Spero vi piaccia questo piccolo prologo, prestissimo arriverà il primo capitolo effettivo.
Baci a tutti.
-Giuls



La prima cosa che mi viene in mente quando ripenso alla mia infanzia è il rumore della pioggia contro la finestra della mia camera.
Può sembrare estremamente triste e deprimente, ma in realtà non è affatto così: adoravo fissare le gocce che scivolavano quiete sul vetro, unendosi e scindendosi, in una danza sempre diversa.
Immaginavo che arrivassero tutte trafelate dal cielo proprio per ritrovarsi lì, ad un palmo di mano da me, 

e per partecipare a quell’esclusiva festa da ballo, prima che il Sole ricomparisse, segnando i loro personali rintocchi di mezzanotte.

Mi sentivo al sicuro, rannicchiata sotto la mia coperta e seduta sul davanzale.
Protetta e cullata da quel suono per me tanto dolce.
E’ strano: dall’esterno chiunque mi definirebbe come una persona solare, eppure io mi sono sempre ritenuta una figlia della pioggia.

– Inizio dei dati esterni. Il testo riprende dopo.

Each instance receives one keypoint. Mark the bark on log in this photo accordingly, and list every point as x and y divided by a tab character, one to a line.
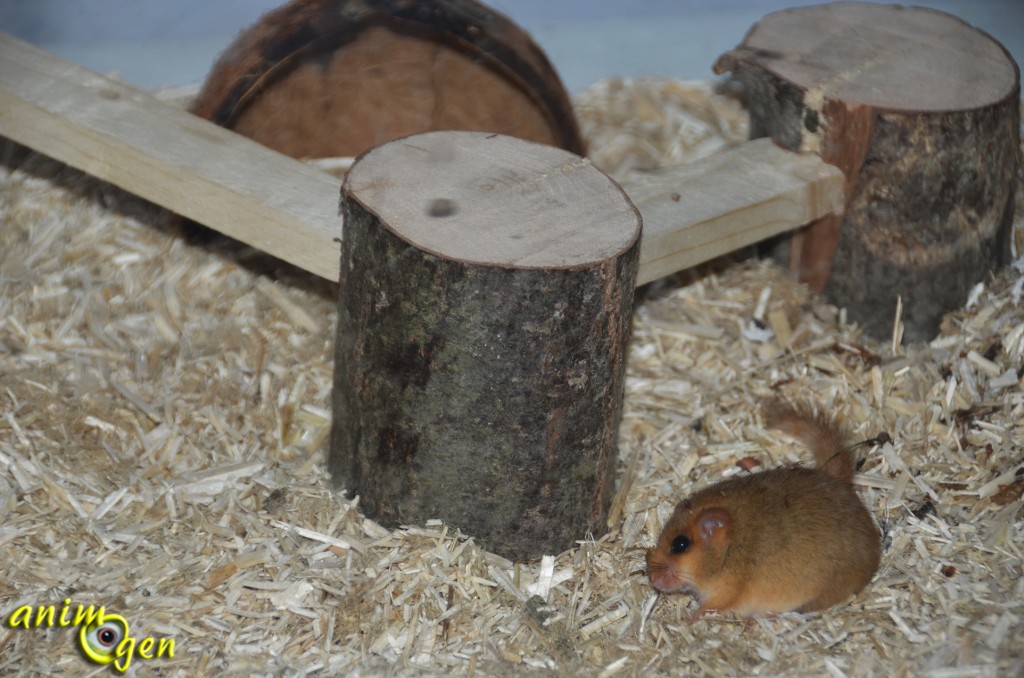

Poi i venti si sono fatti più forti, fuori e dentro di me, e ogni volta un pezzetto della ragazzina tutta occhi e sogni andava via con la corrente.
Credo sia inevitabile quando si cresce, ma nonostante tutto sono rimasta in piedi, sempre, ad ogni colpo, conservando di quella ragazzina la parlantina ed il sorriso.
E poi venne un vento più forte di tutti gli altri e da figlia della pioggia sono diventata figlia della tempesta.

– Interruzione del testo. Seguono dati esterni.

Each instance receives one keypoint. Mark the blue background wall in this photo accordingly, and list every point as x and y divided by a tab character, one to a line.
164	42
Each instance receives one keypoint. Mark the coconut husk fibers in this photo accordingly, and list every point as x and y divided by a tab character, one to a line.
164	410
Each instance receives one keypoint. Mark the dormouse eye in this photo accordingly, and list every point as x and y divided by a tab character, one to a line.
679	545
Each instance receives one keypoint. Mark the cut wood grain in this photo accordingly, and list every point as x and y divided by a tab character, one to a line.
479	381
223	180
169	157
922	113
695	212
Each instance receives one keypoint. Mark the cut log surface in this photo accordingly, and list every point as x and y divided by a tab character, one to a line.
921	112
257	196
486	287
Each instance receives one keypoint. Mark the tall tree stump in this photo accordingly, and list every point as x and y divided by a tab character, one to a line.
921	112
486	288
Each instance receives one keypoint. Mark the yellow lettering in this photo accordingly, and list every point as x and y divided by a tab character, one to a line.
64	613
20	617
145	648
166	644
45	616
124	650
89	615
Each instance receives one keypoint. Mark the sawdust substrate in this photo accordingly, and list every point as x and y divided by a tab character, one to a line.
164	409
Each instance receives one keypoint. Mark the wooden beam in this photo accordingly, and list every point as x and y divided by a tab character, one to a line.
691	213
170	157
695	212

Non c’erano più delicate strisce sul vetro a solleticare la mia fantasia, ma solo uragani e un cielo più scuro della notte.
Mi sono fatta trascinare nel vortice, senza ritegno e riserva alcuna.
Sono stata trasportata fino ai picchi più alti del piacere assoluto e poi scaraventata giù, in basso, contro muri di indifferenza.
Ma il mio cuore era la tempesta più impetuosa ed amava, amava, amava quel gioco masochista.
D’altronde, quella partita a due mi ha regalato la mano migliore della mia vita.
E due occhi neri e profondi che guardano in quel modo me e solo me.
Non ero più sola ad inventare le mie storie: ero fuori, in balìa della corrente a viverli in due.
Ero viva.

Ma a volte una vita di tempeste brucia più di qualunque fiamma e quel sorriso, che anche dopo i colpi di ventura peggiori era rimasto intatto , sentivo che iniziava a svanire.
Il turbine si era fermato.
Il cielo rischiarato.
Ed io mi ero fermata.
Ero immobile, statica. Ed avevo toccato il fondo.
Dicono che quando accade, ciò che puoi fare è solo riemergere.

Ma, mi chiedo, come puoi risalire davvero se a quel fondo ci sei ancorata?